What is Data Governance, why and how to implement it in an organization?
When it comes to Data Governance or data management many experts will say how that data are “21st Century Oil”. As oil enabled the industrial revolution in the 20th century, so data today enables organizations to generate revenue. Of course, in case organizations know how to use data. For most organizations, data creates value, ie revenue. Understanding revenue-generating data, as well as the impact of poor data quality on revenue generation, is a challenge for data governance.
The question is “How can data governance enable organizations to generate revenue?”
Data governance is a set of procedures that ensure that important data within a company is managed in a structured way, and that data can be trusted. In this way, responsibility for any negative consequences due to low data quality is clearly established. It is a control that ensures that data entry by a member of the operational team or automated processes meets clear standards, such as business rules, data definitions, and data integrity constraints in the data model. Enables data consistency, increases data availability and security, increases data processing performance, and enables data revision.
Data governance is essentially the improvement of business processes in the field of strategic data management. Its purpose is to orchestrate people, processes, and technology to enable the organization to make better use of data assets and increase trust in them. This ensures consistently defined data (data dictionary), their good understanding throughout the organization and increase the use and trust in data. This results in more efficient decision-making at all levels, but also in compliance with regulatory requirements that may be placed before the organization.
How to achieve this?
It is first necessary to determine at what stage of maturity the organization is from the perspective of data governance. There are several methodologies and ways to determine the level of maturity, as well as the levels of maturity themselves. In general, it can be concluded that the higher the degree of adoption of data governance, the higher the return for the organization, and at the same time the lower the risk. This is illustrated in the following graph.
Once the level of maturity is identified, it is necessary to define the mission and vision of the project and decide on the methodology of data governance implementation.

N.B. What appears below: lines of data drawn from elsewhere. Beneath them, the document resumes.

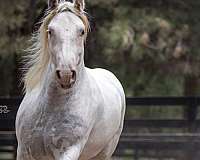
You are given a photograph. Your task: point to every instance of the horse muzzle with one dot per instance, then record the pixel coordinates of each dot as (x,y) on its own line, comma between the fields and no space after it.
(66,78)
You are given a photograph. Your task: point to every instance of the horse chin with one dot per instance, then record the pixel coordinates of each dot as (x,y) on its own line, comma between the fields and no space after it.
(66,86)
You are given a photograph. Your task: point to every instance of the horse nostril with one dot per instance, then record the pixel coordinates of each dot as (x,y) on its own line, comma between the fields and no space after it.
(58,74)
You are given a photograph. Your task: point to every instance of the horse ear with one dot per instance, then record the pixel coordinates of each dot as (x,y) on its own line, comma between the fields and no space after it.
(79,4)
(52,4)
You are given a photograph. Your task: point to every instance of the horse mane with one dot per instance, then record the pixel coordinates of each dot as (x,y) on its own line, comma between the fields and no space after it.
(38,56)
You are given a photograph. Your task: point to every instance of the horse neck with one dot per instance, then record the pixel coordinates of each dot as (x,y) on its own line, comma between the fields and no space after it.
(54,93)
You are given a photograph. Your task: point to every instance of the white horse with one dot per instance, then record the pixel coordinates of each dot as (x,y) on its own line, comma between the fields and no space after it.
(69,112)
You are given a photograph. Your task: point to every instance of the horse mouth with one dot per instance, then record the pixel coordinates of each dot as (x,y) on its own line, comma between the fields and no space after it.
(67,80)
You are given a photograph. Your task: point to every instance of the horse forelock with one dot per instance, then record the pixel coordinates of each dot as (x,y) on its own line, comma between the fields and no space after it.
(38,58)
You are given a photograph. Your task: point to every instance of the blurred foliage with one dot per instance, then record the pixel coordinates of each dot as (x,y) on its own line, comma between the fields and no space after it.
(152,46)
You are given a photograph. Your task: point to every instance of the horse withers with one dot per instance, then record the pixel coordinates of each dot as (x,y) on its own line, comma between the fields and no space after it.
(69,112)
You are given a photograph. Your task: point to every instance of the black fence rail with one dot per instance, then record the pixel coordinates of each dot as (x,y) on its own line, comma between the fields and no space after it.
(176,145)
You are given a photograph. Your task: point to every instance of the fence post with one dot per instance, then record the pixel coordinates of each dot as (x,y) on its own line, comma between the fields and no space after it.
(192,109)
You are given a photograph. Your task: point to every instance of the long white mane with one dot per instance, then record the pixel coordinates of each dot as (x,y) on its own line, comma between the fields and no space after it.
(38,56)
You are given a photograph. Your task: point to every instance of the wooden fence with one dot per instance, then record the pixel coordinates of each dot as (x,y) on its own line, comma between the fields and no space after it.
(181,144)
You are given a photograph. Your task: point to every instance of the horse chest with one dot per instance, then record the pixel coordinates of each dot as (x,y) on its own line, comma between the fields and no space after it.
(43,133)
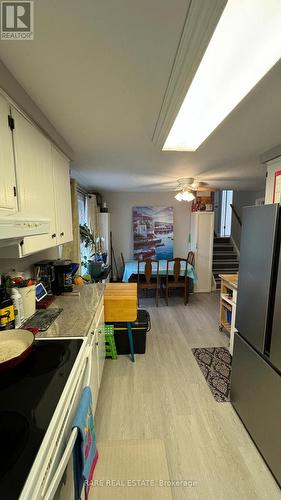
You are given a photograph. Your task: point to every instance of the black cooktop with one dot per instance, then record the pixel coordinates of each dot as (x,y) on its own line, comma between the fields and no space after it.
(29,395)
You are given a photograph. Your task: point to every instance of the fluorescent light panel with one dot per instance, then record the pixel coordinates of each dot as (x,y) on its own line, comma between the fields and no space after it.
(244,47)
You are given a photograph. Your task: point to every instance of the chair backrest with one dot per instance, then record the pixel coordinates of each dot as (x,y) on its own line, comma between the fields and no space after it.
(150,266)
(179,268)
(191,258)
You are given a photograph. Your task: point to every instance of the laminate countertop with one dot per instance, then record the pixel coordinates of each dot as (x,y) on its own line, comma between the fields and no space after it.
(78,312)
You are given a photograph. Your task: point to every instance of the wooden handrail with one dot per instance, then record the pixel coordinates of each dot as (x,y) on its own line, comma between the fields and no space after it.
(236,214)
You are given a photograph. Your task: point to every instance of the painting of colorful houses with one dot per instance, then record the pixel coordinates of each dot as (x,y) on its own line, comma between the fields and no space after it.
(153,229)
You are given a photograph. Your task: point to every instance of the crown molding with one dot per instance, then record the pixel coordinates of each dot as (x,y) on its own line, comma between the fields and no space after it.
(200,22)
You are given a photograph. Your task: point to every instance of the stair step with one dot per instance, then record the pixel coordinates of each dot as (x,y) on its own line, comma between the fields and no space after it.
(225,265)
(224,256)
(222,240)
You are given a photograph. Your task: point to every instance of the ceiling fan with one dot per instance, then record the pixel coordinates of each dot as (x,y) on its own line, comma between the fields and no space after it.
(188,186)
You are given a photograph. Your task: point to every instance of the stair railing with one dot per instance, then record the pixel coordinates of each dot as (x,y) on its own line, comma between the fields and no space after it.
(236,214)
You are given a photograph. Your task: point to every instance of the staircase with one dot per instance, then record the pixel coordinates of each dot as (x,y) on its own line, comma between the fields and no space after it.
(225,260)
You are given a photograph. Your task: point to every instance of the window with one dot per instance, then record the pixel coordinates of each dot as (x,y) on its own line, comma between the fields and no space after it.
(83,219)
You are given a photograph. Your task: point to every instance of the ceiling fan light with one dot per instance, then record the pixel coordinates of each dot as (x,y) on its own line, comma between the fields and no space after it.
(179,196)
(188,196)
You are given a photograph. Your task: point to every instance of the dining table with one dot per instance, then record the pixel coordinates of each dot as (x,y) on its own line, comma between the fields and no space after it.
(131,267)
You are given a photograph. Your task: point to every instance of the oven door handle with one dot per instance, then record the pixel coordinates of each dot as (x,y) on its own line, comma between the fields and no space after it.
(49,495)
(62,466)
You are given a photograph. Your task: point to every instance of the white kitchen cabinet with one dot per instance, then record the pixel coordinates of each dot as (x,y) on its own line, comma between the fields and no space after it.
(8,199)
(43,187)
(201,243)
(34,172)
(62,197)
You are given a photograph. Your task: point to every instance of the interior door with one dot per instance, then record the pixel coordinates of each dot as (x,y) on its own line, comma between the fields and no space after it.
(62,196)
(35,181)
(255,273)
(8,200)
(275,347)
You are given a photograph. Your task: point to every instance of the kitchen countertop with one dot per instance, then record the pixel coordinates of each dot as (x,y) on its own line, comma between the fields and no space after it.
(78,312)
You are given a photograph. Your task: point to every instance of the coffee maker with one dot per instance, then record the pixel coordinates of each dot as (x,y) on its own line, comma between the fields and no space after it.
(63,276)
(56,275)
(45,272)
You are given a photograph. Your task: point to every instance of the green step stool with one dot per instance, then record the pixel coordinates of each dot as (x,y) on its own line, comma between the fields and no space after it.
(110,347)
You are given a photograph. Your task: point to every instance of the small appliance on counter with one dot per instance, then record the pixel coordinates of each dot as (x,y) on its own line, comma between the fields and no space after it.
(56,275)
(7,312)
(45,272)
(63,277)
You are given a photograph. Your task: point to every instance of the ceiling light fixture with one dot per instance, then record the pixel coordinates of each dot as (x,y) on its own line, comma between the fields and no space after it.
(185,195)
(244,47)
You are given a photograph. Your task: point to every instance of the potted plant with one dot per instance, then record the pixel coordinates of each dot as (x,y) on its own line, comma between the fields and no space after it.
(93,264)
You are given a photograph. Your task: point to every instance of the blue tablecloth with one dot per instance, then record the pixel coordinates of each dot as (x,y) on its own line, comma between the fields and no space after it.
(131,267)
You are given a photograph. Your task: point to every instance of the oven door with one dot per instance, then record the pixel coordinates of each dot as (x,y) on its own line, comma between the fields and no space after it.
(57,477)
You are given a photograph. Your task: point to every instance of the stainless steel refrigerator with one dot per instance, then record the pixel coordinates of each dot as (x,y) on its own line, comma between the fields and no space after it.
(256,364)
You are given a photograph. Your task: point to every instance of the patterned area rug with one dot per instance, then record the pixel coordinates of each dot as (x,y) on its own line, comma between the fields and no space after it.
(215,364)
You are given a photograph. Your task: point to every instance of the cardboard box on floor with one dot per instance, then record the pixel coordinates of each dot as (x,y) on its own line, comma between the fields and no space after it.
(120,302)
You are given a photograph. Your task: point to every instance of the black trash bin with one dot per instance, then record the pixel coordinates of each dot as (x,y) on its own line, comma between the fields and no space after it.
(140,327)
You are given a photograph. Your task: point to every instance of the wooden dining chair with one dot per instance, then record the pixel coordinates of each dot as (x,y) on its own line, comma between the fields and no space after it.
(178,278)
(191,258)
(148,278)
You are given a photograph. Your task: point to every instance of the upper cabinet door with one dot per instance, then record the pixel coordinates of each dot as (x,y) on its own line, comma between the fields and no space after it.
(8,200)
(62,197)
(34,170)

The methodology contains data management principles and processes, roles and responsibilities, organizational structure, data quality requirements and control measures.

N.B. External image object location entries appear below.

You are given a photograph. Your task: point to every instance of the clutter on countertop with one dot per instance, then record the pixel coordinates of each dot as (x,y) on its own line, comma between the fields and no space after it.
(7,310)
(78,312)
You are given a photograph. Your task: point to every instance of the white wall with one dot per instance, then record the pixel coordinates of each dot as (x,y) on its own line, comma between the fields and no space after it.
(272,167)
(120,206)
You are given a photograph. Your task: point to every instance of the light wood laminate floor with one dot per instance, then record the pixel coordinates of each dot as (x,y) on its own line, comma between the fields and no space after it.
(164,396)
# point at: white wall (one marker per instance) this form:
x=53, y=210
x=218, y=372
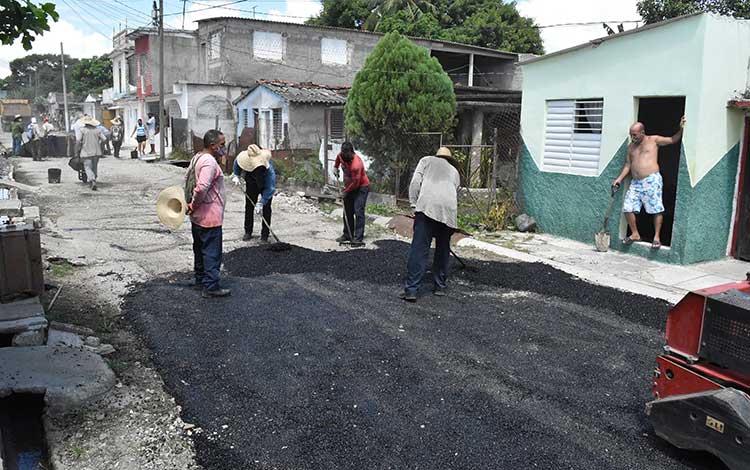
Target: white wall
x=703, y=58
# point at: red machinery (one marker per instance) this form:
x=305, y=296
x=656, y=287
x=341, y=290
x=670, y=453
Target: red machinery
x=701, y=382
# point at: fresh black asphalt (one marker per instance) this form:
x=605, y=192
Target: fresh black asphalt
x=314, y=363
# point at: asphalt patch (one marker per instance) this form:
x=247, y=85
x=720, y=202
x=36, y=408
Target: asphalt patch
x=314, y=363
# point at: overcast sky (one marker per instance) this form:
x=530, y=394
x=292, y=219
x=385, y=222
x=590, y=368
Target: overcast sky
x=85, y=26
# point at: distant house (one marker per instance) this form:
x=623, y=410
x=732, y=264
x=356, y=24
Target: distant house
x=578, y=105
x=291, y=116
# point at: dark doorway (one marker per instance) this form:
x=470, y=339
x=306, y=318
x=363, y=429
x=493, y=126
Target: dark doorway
x=742, y=222
x=661, y=116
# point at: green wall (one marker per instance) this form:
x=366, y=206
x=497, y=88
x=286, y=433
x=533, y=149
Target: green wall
x=573, y=207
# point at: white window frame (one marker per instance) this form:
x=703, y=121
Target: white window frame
x=268, y=46
x=573, y=136
x=334, y=51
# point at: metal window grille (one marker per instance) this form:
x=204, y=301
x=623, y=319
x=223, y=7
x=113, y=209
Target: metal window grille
x=278, y=126
x=334, y=51
x=214, y=46
x=336, y=130
x=268, y=46
x=573, y=136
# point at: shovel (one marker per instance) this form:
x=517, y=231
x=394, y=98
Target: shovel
x=602, y=238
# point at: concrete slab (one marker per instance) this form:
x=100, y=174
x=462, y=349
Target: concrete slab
x=27, y=308
x=11, y=208
x=69, y=377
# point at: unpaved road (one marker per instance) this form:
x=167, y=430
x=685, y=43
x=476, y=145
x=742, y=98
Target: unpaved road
x=314, y=363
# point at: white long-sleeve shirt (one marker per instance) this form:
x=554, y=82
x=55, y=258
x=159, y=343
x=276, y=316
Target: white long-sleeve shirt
x=434, y=190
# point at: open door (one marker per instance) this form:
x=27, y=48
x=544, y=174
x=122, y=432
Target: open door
x=661, y=116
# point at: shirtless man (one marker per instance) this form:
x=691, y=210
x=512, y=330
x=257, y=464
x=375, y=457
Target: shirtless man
x=646, y=185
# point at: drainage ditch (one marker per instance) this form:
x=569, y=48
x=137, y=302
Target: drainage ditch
x=22, y=442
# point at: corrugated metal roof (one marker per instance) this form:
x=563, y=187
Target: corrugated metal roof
x=302, y=92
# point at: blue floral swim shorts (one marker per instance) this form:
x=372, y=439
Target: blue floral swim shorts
x=646, y=192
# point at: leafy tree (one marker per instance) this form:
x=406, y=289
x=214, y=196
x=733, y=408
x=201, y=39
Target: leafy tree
x=400, y=89
x=35, y=75
x=653, y=11
x=91, y=75
x=25, y=20
x=487, y=23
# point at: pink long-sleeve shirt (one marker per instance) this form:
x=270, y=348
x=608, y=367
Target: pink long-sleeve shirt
x=208, y=195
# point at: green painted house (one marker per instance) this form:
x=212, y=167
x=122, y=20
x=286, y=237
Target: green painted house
x=578, y=105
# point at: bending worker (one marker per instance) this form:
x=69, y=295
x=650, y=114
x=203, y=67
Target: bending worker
x=356, y=189
x=433, y=193
x=255, y=167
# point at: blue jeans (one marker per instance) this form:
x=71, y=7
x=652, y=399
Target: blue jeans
x=17, y=145
x=354, y=213
x=207, y=253
x=425, y=229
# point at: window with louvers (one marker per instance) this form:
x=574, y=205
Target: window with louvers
x=269, y=46
x=573, y=136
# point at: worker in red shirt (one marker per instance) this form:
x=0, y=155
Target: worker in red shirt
x=356, y=188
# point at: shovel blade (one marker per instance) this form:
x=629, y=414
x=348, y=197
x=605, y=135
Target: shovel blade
x=602, y=240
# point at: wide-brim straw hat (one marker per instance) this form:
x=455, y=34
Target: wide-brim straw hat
x=89, y=121
x=253, y=157
x=443, y=152
x=171, y=207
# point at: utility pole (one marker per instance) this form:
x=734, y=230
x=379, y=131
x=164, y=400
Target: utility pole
x=162, y=127
x=65, y=90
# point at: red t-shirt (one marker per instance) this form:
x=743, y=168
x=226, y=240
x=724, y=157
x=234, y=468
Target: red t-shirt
x=354, y=172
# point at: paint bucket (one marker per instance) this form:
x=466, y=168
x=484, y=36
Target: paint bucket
x=53, y=175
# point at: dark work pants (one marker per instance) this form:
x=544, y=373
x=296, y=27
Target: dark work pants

The activities that the methodology should include are:
- defining policies, standards, procedures, architecture, metrics
- development of project plan (roadmap)
- developing information language catalogs as a basis for further activities of implementation and enforcement of data governance procedures
- communicating data throughout the organization
- promoting the importance of data assets
- implementation of data management projects
Some of the outcomes of data governance implementation are:
- setting up business participants as information owners – defining roles and responsibilities for a specific data set
- positioning problems related to business data as multifunctional (not only a problem of IT but also other functions)
- data is managed separately from applications – data quality must be ensured before entering them into applications.
Basic terms in data governance: dataset, data dictionary, data owner, data steward…
Dataset is a set of data over which data governance is to be performed. Roles are added to them, such as data owners, data stewards, data users, etc. Data stewards are given responsibilities that define who is responsible for which term, category, property, etc.
Data dictionary is a repository of metadata. It is a centralized repository of information about meanings, relationships, sources, data usage (tables, attributes).
Business glossary is a business glossary that explains the meaning of business terms and their relationship to the data dictionary. Each term can be described by a short or long description, but also by a document, and the terms are hierarchically classified.
Information governance catalog presents the data dictionary and business glossary in the same place. It offers an understanding of what a particular business term means and to which data assets it refers.
Lineage – a graphical representation of the traceability of a term from a report to the columns and tables of the source system involved in creating the value that enters the business term.
From all the above, one might think that data governance is the task of the IT department in the organization and that only IT should deal with it. This is simply not true because the IT department does not create data. Data is created by business users. Data governance should link the IT and business side of an organization to create a “common vocabulary” to eliminate the costs of spending time and resources on, for example, developing unnecessary products, services or functionalities. Misinterpretation or contradictory data can lead to a misunderstanding of user needs and decision making that will have negative consequences for the organization.